We see much more in terms of voluminous money-churning activities going on outside the government sector. Commercial centres have been springing up everywhere. Some of these involve the traditional big business conglomerates of the country. Another example of private business consolidation was seen recently when two of the country’s largest sugar interests, Deep River-Beau Champ and Fuel, were amalgamated into one bigger unit. A new conglomerate by the name of Alteo emerged as a result. Private business has been redefining itself by such means. As a result, the country’s economic landscape has been dotted increasingly with large dominant players seated in holding companies in almost every domain where there is sustained consumer demand, both internal and external. This process has been accompanied by a consolidation of interests that should pose singularly difficult problems to future decision-makers the more it continues.
When one looks at the magnitudes involved with what private business has been realizing under the rules of capitalism and, where necessary, by changing the rules of the game, the current scale of involvement of political agents rumoured to be getting into riches by engaging in private deals, is sheer peanuts. Yet the latter has the potential to cripple governments and even make them ineffective and unfocussed.
Fair and non-discriminating authority
It stands to reason that governments must be careful not to allow a handful of supporters to grab away unlawfully gained private benefits. This factor hits directly the most important basis on which government stands – its credibility with the public as a fair and non-discriminating authority towards all citizens. If a few chaps are implicitly allowed to employ subterfuges of all sorts to undermine the governance structure that holds the country together, this becomes an open invitation for social and political instability. Clearly, it is not in the interest of anybody to help destroy a hard-earned stability-for-governing acquired over generations. It takes a lot of time to build up a governing majority. It is therefore dangerous to play with the perception of fairness towards all.

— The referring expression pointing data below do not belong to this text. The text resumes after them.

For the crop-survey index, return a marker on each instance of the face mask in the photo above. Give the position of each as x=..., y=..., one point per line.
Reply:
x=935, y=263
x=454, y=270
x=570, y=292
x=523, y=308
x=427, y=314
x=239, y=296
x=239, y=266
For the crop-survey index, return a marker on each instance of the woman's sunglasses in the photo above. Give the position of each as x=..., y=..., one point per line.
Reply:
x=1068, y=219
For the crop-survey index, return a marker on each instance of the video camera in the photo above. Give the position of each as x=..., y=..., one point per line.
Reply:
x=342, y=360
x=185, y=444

However, governments also have an enormous responsibility to create conditions whereby no single force of the country eventually becomes so strong as to be able to hold the entire population hostage in any essential compartment of life, be it employment, security of supplies of goods and services to the community as well as our readiness to meet our obligations to other nations which deal with us. Rather than leaving it to the Monopolies Commission to deal with the matter when it is already a reality, Governments are also expected to deliberately act pre-emptively to remove any element of prospective duress (e.g., monopoly) which undue concentration of economic power can lead to. It is the role of government to act as an effective and credible arbiter to prevent things going into uncontrollable situations. Our decision-makers can focus on such major issues provided their friends do not distract them away for having taken too many liberties.